Amos Lee has announced a new string of summer tour dates with Bruce Hornsby & The Noisemakers, extending an already busy stretch this spring. The newly announced shows will include a stop in Huber Heights, OH at Rose Music Center on Tuesday, July 16th.
Amos Lee’s new album My New Moon is out now on Dualtone and has received some of the highest praise of his career, with Billboard calling it “the most personal and deeply felt of his seven studio albums.” The record debuted at #1 on their Rock and Americana/Folk charts and #2 on the Independent Album chart, with raves elsewhere from Salon (“music to help listeners heal”), NPR Music (“soulful voice and empathetic lyrics”), Rolling Stone (“haunting folk songwriting”) and beyond.

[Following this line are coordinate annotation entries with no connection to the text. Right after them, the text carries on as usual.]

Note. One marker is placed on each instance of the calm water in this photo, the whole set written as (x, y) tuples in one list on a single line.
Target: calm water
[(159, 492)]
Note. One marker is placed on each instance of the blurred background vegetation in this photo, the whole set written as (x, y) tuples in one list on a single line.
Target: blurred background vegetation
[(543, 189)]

Watch Amos’ recent performance on Rachael Ray, where he played his single “Little Light” — a My New Moon highlight dedicated to a nine-year-old girl named Maya, who Amos grew close with as she battled and beat cancer: https://rach.tv/2HC2TEK
And listen to the track’s newly released “Mighty Maya Mix” here, featuring vocals from Maya herself: https://spoti.fi/2OgeVVK
Amos just kicked off his first run of 2019 shows over the weekend, but his tour is already getting buzz with the Philly Inquirer naming his hometown stop one of the “biggest concerts coming to Philadelphia” this year. The Indianapolis Star-Tribune and New Orleans Magazine also highlighted him as a must-see act this year. In their review of his recent performance at The Ryman, Nashville Noise says “he’s sure to make your night a religious experience.”
Bruce Hornsby, the creatively insatiable pianist and singer-songwriter, always has succeeded on his exceptional gifts, his training, and his work ethic. He became a global name in music by reimagining American roots forms as songs that moved with the atmospheric grace of jazz. “The Way It Is” defined sonic joy on the radio, however as a hit record it also evidenced a thrilling re-structuring, and during the years afterward Hornsby, in staggeringly diverse ways, has kept going.
He has returned to traditional American roots forms, collaborating with Ricky Skaggs. He has played with the Grateful Dead. He has fused the plunk and dazzle of twentieth-century modernist classical composition to singer-songwriter emotional inquiries. He has scored films. He has performed with symphony orchestras. If the sound of an arrogant air-conditioner or a stretch of rude playing caught his ear, he has entered the hallowed doors of the conservatories of punk. So, when Hornsby describes Absolute Zero, his new album, as “a compendium of what I like and moves me,” don’t expect perhaps a thing or two new. Prepare for a multi- faceted ride.
There is precedent for musical artists moving from the mainstream of popular music to… somewhere else. This stripe of music evolution over time clearly has another member to add to its small and restless club. It’s Bruce Hornsby, a great re-structuralist from the beginning and onward. Absolute Zero constitutes absolute 2019 proof. And all you need to hear it is a set of open ears.
Tickets go on sale to the general public beginning at 11am on Friday, March 22nd at Ticketmaster.com and RoseMusicCenter.com. Dates, times and artists subject to change without notice. All events rain or shine.